Yes, yes, yes!! I have continually resisted the push to advertise on the blogs I write for because I fear that doing that would make me start writing for others instead for myself, and I would lose my voice. I’ve been saddened to see a number of bloggers I love turn into voices for touting products. I’ve become Facebook friends with them instead. 🙂

9 Maria { 03.24.14 at 10:59 am }


10 Hope { 03.24.14 at 11:58 am }

First, I agree with your dating ideas. That’s why I can’t get into online-dating sites or (gag) speed-dating events, however “efficient” they may be. Forcing myself to do these things anyway would mean being led by anxiety about being alone, rather than being led by my heart. Not a great foundation for building a relationship.
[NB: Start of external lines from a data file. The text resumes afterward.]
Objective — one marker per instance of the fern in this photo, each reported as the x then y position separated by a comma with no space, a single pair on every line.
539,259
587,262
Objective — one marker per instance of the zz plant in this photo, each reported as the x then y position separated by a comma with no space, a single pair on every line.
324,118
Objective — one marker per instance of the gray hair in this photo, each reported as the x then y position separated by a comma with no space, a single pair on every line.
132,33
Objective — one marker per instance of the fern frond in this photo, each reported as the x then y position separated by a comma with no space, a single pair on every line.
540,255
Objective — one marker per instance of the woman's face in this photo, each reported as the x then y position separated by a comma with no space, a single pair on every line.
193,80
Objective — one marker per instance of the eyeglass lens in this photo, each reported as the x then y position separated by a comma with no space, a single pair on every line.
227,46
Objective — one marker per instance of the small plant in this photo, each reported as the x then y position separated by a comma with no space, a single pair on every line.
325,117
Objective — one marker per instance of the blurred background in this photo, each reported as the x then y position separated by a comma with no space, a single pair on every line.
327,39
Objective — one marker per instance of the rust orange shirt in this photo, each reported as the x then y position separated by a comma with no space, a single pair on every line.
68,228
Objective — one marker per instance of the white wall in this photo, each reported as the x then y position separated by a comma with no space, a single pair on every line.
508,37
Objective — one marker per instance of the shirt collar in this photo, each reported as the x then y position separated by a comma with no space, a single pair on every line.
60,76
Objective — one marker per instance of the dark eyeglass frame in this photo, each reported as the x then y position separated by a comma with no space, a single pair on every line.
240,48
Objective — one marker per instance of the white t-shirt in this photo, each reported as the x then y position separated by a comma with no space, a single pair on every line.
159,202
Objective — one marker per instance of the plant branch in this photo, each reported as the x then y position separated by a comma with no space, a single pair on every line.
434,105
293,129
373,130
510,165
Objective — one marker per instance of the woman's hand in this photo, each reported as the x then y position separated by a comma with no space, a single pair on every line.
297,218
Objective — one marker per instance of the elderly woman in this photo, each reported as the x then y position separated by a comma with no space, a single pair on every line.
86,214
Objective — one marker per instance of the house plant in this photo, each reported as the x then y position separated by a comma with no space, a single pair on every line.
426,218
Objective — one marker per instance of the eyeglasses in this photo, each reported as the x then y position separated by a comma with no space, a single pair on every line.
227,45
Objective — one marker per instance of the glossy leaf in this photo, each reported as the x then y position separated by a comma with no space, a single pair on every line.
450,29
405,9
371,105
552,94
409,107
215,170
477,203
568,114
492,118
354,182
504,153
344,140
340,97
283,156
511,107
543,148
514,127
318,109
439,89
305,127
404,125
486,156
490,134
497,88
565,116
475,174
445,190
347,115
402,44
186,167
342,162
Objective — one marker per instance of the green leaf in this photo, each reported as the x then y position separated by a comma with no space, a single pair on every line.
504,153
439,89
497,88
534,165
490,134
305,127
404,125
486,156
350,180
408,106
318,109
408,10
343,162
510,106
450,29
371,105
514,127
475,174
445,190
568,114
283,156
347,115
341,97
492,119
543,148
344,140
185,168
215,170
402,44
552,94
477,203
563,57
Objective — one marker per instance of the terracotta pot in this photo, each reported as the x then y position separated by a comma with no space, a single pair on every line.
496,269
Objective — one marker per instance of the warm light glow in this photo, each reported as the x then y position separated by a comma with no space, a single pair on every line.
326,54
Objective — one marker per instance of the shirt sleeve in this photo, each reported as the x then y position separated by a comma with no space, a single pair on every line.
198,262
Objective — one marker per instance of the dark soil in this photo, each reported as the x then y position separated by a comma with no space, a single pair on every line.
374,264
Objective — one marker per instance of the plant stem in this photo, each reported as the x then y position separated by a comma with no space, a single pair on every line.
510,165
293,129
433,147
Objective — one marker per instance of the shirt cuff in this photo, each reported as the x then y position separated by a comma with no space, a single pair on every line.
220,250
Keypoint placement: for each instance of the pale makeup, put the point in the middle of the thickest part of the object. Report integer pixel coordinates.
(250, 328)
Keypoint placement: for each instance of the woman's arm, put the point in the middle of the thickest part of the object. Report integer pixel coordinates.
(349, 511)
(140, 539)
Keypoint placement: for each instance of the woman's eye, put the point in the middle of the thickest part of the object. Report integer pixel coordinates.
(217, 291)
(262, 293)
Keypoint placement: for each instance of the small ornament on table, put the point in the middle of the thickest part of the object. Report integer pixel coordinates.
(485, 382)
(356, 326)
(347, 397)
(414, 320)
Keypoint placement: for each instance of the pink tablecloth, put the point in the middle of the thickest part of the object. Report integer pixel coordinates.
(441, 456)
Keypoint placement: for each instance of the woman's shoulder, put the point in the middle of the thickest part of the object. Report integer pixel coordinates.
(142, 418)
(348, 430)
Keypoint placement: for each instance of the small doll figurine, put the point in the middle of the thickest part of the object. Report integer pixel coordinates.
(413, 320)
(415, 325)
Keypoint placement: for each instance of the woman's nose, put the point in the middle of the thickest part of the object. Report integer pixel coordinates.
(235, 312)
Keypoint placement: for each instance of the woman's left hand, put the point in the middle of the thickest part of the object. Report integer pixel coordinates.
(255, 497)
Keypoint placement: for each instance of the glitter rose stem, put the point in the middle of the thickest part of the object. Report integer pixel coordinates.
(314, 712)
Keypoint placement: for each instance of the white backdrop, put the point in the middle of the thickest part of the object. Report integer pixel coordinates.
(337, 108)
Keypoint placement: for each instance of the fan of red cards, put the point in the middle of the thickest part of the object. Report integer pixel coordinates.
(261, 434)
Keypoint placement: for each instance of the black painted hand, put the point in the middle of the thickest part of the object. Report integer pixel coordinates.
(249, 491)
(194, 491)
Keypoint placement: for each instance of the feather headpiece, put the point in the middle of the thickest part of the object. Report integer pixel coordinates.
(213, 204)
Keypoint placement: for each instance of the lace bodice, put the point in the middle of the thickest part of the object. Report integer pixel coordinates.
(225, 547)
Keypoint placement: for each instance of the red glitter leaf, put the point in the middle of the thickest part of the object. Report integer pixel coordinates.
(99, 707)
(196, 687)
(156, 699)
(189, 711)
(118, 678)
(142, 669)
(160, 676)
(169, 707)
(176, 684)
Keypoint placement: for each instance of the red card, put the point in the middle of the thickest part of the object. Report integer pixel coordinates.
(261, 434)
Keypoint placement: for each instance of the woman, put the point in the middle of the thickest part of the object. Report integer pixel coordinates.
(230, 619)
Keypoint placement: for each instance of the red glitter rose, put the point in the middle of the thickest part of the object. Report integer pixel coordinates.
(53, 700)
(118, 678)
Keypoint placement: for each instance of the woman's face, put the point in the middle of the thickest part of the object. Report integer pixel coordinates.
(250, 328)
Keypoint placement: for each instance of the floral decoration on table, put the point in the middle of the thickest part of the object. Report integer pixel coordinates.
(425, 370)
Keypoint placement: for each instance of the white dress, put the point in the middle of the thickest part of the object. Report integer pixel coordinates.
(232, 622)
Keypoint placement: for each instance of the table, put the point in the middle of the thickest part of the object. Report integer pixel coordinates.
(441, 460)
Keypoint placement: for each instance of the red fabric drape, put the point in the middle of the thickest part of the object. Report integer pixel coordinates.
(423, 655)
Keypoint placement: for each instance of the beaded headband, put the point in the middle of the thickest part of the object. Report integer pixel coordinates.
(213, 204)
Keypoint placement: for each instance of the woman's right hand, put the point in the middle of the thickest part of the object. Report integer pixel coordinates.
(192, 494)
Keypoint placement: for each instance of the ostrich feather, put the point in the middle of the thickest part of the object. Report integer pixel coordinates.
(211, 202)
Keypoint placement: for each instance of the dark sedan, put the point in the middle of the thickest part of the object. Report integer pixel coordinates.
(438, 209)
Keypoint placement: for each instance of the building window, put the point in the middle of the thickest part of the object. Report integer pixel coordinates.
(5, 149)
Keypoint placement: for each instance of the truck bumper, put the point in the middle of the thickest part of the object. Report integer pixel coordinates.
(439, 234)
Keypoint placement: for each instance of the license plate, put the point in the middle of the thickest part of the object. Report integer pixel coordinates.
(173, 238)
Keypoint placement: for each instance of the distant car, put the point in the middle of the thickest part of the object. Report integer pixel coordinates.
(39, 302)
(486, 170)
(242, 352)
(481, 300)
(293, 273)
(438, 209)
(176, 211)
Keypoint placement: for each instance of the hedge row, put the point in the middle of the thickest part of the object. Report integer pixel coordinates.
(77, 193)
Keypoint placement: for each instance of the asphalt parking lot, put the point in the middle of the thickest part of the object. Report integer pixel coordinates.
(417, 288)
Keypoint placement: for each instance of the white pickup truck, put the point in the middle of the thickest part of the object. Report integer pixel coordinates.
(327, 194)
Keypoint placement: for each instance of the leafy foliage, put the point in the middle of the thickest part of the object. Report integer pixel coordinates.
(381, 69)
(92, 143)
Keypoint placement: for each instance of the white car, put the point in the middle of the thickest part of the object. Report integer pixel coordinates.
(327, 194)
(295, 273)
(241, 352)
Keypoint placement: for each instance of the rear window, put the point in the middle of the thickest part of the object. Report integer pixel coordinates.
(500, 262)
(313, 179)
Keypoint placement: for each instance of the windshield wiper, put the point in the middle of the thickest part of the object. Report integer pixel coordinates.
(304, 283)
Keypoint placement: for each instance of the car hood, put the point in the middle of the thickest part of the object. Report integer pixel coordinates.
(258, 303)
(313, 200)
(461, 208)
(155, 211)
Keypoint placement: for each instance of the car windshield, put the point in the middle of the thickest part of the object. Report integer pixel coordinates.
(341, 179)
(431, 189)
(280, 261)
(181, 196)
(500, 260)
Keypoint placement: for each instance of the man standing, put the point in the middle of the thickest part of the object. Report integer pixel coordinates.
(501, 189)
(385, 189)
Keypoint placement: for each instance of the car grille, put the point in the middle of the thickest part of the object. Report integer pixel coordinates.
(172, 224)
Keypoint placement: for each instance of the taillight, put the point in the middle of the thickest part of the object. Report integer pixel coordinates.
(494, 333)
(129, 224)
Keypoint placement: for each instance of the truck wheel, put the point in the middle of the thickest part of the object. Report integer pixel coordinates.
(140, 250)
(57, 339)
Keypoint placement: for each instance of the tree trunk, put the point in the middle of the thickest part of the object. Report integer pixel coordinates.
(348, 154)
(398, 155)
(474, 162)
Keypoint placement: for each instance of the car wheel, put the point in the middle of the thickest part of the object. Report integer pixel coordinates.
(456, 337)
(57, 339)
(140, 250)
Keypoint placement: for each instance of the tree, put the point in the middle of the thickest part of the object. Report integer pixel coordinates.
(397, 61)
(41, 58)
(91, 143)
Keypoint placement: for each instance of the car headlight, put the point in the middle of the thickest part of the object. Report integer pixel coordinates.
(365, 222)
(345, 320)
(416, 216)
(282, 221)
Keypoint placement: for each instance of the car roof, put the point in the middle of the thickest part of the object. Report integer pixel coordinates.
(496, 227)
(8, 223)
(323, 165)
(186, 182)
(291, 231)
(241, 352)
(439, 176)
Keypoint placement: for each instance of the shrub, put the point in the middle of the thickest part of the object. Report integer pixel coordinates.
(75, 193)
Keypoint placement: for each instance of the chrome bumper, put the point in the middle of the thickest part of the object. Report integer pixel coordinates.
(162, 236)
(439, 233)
Now that you mention it, yes, the same thing can be true of blogging. When I was new here, I clicked just about every link on this page, including your post about how to build a huge blog following. From that post, the one bit of advice I remember was to “need your space.”

I have never needed a space so badly in my life. I’ve never had so much to say about one topic or so few places to say it in the offline world. The day I stop being passionate about it, I hope I’ll go find something else to be passionate about!

11 Elisha { 03.25.14 at 10:43 am }

Hi from ICLW. This post was perfect for me. Often times I find myself wanting to write about certain things but then don’t because I know no one wants to read them. But I need to remember that I write for me…no one else.

Thank you!!


12 Battynurse { 03.25.14 at 12:33 pm }

Great post and so very true. I could apply this to blogging for sure. I think I finally started to unconsciously apply this to life in general a few years ago. I’m doing things I enjoy and not constantly dwelling on maybe meeting someone or all that entails. Yes I’m still single but I’ve enjoyed myself to the point that this doesn’t bother me anymore.

13 Lori Lavender Luz { 03.26.14 at 6:48 pm }

Thank you for this reminder. With all the talk of branding and monetizing and stats and growth and SEO, sometimes it’s easy to back-burner the simple pleasure of blogging for the sake of writing and connecting.

14 Valery Valentina { 03.28.14 at 3:11 pm }

My blog is my (pseudonymous) diary. The few commenters mean everything, and I avoid even looking at my stats because I get the uncomfortable feeling of Peeping Toms. The only reason to look up stats would be to make sure I am not ‘outed’.